Can AARS protozymes catalyze tRNA acylation? Polypeptide catalysis of aminoacylation must have appeared sometime between the ancestral bidirectional protozyme gene and the emergence of urzymes. Structures illustrated in Figure 4 are quite sophisticated, even though far simpler than contemporary AARSs. As AARS protozymes likely exemplify earlier ancestral catalytic polymers, it may be notable that the motif 2 loop Class II protozymes retains much of the tRNA-binding site [61], whereas the Class I tRNA-binding site is formed largely by a helix present only in the urzyme. That asymmetry, suggesting that Class II AARSs preceded Class I AARSs, raises the profound objection that functional polypeptides must have depended minimally at least on a binary code.
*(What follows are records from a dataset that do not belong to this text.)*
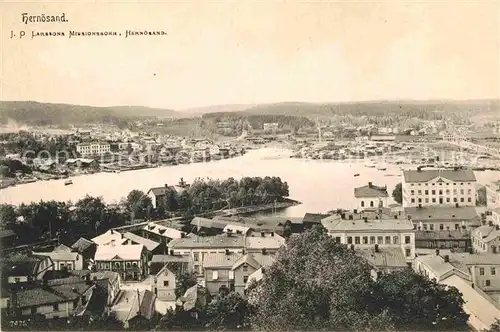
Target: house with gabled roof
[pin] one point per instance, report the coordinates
(486, 239)
(129, 260)
(23, 268)
(439, 187)
(371, 196)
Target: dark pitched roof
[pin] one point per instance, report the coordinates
(441, 235)
(371, 191)
(22, 265)
(6, 233)
(82, 244)
(314, 217)
(450, 174)
(51, 294)
(442, 213)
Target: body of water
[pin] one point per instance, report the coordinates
(321, 185)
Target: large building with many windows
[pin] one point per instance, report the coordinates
(439, 187)
(92, 149)
(379, 234)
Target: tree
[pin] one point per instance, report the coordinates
(227, 311)
(184, 281)
(315, 284)
(495, 327)
(318, 284)
(7, 216)
(417, 303)
(397, 193)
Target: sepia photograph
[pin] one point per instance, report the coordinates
(246, 165)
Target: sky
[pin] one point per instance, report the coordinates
(252, 52)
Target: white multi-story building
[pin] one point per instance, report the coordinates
(379, 233)
(438, 187)
(92, 149)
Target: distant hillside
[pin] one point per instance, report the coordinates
(216, 108)
(375, 108)
(41, 114)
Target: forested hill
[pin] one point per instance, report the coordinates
(40, 114)
(419, 109)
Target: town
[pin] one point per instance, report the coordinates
(175, 272)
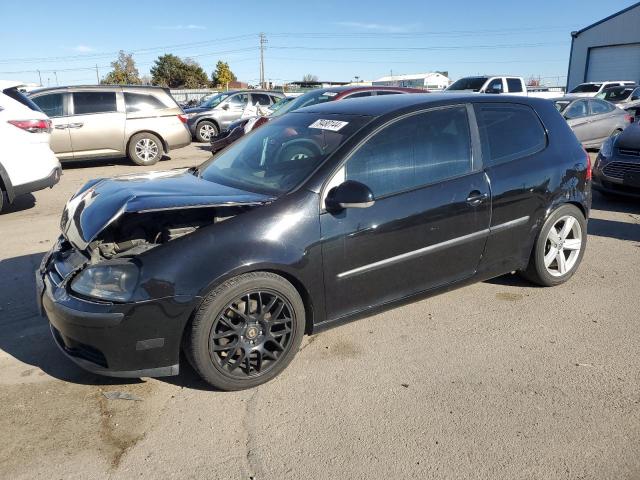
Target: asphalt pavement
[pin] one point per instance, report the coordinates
(499, 380)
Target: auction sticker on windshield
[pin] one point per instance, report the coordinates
(333, 125)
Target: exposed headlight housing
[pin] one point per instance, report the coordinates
(107, 282)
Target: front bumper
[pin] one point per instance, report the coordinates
(119, 340)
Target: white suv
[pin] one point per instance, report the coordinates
(27, 163)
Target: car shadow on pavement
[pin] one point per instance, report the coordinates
(21, 202)
(614, 229)
(25, 335)
(615, 204)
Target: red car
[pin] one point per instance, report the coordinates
(313, 97)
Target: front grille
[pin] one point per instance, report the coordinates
(629, 152)
(619, 169)
(80, 350)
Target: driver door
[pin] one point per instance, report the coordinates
(428, 224)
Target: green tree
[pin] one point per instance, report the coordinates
(222, 75)
(171, 71)
(124, 71)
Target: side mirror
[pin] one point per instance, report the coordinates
(350, 194)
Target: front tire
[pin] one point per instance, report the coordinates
(246, 331)
(145, 149)
(205, 131)
(559, 247)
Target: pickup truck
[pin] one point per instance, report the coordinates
(502, 84)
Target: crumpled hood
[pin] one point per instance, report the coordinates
(100, 202)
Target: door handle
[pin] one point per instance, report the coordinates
(475, 198)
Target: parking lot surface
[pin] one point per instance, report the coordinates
(497, 380)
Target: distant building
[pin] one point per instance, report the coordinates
(430, 81)
(607, 50)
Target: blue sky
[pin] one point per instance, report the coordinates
(335, 40)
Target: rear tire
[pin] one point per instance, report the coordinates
(557, 254)
(246, 331)
(145, 149)
(205, 131)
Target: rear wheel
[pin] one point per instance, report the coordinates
(205, 131)
(246, 331)
(145, 149)
(559, 247)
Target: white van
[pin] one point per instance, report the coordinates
(27, 163)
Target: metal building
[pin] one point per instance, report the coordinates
(607, 50)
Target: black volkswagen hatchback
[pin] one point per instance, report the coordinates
(328, 214)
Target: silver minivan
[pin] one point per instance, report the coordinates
(97, 121)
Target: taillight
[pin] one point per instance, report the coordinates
(33, 126)
(588, 174)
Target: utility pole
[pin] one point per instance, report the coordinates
(263, 42)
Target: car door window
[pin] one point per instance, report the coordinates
(598, 107)
(577, 110)
(94, 102)
(514, 84)
(136, 102)
(239, 101)
(418, 150)
(508, 132)
(52, 105)
(495, 86)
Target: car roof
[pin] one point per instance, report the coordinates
(378, 106)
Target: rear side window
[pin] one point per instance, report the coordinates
(15, 94)
(260, 99)
(51, 104)
(514, 84)
(94, 102)
(598, 107)
(509, 132)
(418, 150)
(138, 102)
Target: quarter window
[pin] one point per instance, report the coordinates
(418, 150)
(509, 132)
(94, 102)
(52, 104)
(239, 100)
(137, 102)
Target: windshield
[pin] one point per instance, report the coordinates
(587, 88)
(276, 157)
(280, 103)
(214, 101)
(615, 94)
(468, 83)
(310, 98)
(561, 105)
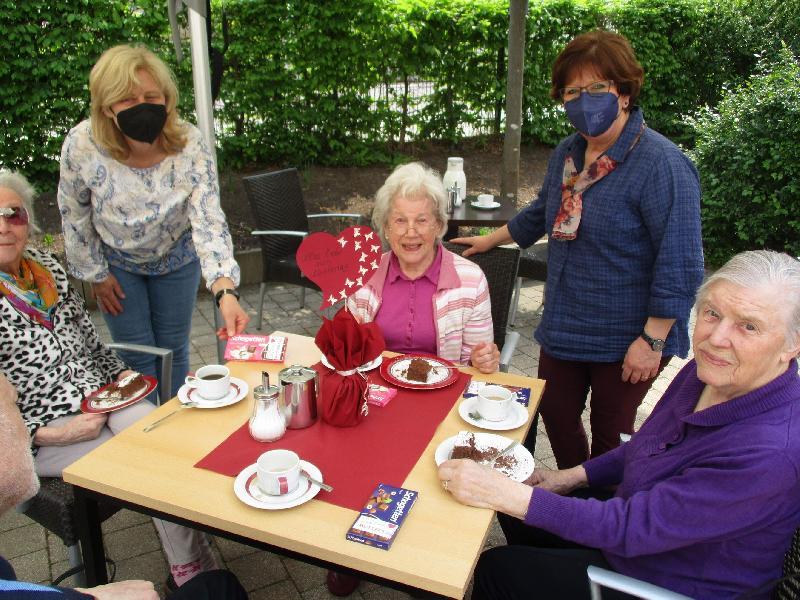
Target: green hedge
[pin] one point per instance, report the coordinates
(302, 79)
(747, 152)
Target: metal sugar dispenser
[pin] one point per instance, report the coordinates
(267, 423)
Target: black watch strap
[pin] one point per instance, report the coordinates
(656, 344)
(218, 296)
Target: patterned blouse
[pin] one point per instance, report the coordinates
(148, 221)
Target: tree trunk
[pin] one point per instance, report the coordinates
(517, 15)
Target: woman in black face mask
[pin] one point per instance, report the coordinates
(139, 200)
(620, 205)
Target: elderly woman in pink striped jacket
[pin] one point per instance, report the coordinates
(425, 298)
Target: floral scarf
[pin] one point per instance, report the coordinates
(33, 292)
(574, 184)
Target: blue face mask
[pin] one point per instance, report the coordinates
(592, 115)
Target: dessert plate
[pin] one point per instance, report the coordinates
(368, 366)
(442, 372)
(484, 441)
(491, 206)
(517, 416)
(239, 389)
(102, 400)
(245, 486)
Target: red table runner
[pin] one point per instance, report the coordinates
(383, 448)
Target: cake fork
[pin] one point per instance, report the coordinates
(155, 424)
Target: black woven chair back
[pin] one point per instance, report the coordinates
(789, 588)
(276, 200)
(500, 267)
(53, 508)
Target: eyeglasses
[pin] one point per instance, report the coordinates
(16, 215)
(598, 88)
(401, 226)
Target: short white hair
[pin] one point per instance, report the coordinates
(764, 268)
(17, 183)
(406, 181)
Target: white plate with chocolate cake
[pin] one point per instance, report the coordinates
(478, 446)
(419, 371)
(119, 394)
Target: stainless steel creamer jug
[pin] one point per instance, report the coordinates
(299, 390)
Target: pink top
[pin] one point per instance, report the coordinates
(406, 313)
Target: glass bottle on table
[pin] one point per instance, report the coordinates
(455, 177)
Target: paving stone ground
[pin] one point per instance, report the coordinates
(131, 539)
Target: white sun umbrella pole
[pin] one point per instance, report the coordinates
(201, 75)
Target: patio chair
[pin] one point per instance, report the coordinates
(786, 588)
(500, 267)
(276, 200)
(532, 265)
(53, 507)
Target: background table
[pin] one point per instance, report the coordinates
(468, 216)
(153, 473)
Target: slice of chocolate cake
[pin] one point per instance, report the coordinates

Ribozymes similar to the flexizyme family [113,114] might have accelerated acyl transfer from aminoacyl-5′AMP produced by Class I protozymes to proto-tRNAs, assuring provision of aminoacylated RNAs for templated protein synthesis. That would have required an ad hoc mechanism to discriminate between two types of tRNA.
6.
To what extent can the elements described in Section 2.6 account for the assignments of amino acids to codons in the coding table?
There are two credible models attempting to establish how Nature assembled the contemporary coding table. One [28] is driven by the need to account for the AARS Class division. The other [115] has the advantage of preserving the ability of the coding table to optimize bidirectional coding because it preserves the codon–anticodon assignments to core and surface amino acids (Figure 3a; reference [49]). Satisfying both requirements is quite difficult. Neither model appears to be consistent with the goals of the other.
Our hope is that progress in ancestral reconstruction can help resolve this important dilemma. Experimental characterization will augment the specificity spectra of both both amino acid [47] and RNA minihelix substrates [48]. Such data will inevitably be necessary to identify and address the underlying questions.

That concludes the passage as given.